Carlos Reygadas’ producer Jaime Romandia will produce “Los detectives salvajes” (The Savage Detectives), an adaptation of Roberto Bolano’s novel.

A chronicle of two poets’ odyssey to find a Mexican poetess, the novel was included in the New York Times’ 2007 top 10 novels list, and helped turn the Chilean-born Bolano into one of the most talked-about writers in Latin America.

Mexico’s Carlos Sama, who debuted with “Sin ton ni Sonia,” will direct.

“Detectives” is housed at the Mexico City-based Cadereyta, the new production shingle set up by Romandia and Pablo Adrete’s Mantarraya Producciones in order to make genre or more commercially appealing pics.

Adrete will helm a Spanish-, Apache- and English-language western “Rio de oro” in July.

“Detectives” will use well-known Latin American actors, Romandia said.

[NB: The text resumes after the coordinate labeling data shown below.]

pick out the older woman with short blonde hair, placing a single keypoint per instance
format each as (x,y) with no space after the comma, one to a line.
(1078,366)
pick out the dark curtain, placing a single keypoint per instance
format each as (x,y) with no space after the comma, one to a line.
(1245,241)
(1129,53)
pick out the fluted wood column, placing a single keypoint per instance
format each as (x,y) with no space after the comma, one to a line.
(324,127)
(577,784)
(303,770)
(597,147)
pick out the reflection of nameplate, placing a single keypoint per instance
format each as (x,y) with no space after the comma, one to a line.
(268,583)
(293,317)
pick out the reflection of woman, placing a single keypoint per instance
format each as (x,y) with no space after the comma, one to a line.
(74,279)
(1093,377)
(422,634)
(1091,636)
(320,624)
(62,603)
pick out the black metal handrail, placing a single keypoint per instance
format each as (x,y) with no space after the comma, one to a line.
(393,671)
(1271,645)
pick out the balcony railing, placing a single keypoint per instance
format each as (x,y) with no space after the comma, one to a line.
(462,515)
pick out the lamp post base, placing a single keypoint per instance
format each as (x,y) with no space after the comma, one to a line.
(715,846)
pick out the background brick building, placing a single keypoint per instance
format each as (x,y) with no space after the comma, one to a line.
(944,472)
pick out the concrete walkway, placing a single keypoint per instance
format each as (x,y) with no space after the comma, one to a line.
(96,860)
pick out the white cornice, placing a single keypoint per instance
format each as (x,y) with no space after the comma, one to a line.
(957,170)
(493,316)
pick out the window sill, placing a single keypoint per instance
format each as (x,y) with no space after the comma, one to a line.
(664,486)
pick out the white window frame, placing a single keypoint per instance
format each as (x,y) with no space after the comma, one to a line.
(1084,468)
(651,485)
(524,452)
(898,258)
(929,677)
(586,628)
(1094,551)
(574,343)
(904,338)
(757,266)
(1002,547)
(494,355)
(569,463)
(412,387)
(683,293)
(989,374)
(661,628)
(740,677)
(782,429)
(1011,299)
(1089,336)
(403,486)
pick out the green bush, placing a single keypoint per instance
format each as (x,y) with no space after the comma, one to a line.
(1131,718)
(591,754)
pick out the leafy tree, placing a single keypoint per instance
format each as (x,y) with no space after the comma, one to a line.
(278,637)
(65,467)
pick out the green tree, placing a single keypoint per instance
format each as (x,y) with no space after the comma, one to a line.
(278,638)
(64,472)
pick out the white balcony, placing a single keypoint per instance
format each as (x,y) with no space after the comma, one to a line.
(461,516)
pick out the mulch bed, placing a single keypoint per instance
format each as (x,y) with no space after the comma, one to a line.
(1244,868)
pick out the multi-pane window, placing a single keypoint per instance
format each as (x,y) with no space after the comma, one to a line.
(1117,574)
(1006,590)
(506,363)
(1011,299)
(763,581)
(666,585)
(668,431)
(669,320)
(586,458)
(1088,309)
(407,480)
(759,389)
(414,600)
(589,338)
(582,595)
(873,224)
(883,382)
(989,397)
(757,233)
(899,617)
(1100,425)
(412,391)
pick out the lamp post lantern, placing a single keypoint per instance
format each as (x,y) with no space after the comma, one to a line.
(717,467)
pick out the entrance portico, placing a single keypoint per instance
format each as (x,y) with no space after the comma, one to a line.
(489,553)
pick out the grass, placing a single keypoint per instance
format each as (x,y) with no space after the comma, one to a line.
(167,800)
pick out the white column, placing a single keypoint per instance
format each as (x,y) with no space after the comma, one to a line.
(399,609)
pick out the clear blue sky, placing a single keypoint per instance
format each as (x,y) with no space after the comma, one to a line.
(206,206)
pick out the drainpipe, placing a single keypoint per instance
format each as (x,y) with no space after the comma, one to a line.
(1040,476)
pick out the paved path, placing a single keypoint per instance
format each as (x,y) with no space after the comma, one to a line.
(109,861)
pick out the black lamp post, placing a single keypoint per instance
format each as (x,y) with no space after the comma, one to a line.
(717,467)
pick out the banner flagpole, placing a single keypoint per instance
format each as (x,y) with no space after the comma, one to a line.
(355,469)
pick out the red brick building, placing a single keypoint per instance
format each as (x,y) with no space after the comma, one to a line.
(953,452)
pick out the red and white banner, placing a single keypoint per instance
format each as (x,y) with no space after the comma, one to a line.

Cadereyta is in negotiations to co-produce “Detectives” with Cristina Littin’s MC Films in Chile.

Pic is also co-financed in Mexico by Catatonia Films, a commercials house.

Mantarraya, and now Cadereyta, underscore two Mexican production trends: an increasing embrace by Latin America’s most go-ahead producers of pan-regional co-production; and an increased range in national production.

“We’re trying to take advantage of co-production opportunities and to open up Mexican filmmaking. Carlos Reygadas’ first film ‘Japon’ suggested you could make a film without going to official film schools and on a micro-budget,” Romandia said.

Romandia is best known for the 10-year-old Mantarraya, which has produced all Reygadas’ three films, including “Silent Light” which shared last year’s Jury Prize, as well as three other pics, including this year’s Un Certain Regard player, “Los bastardos.”

All six have played at Cannes in major sections.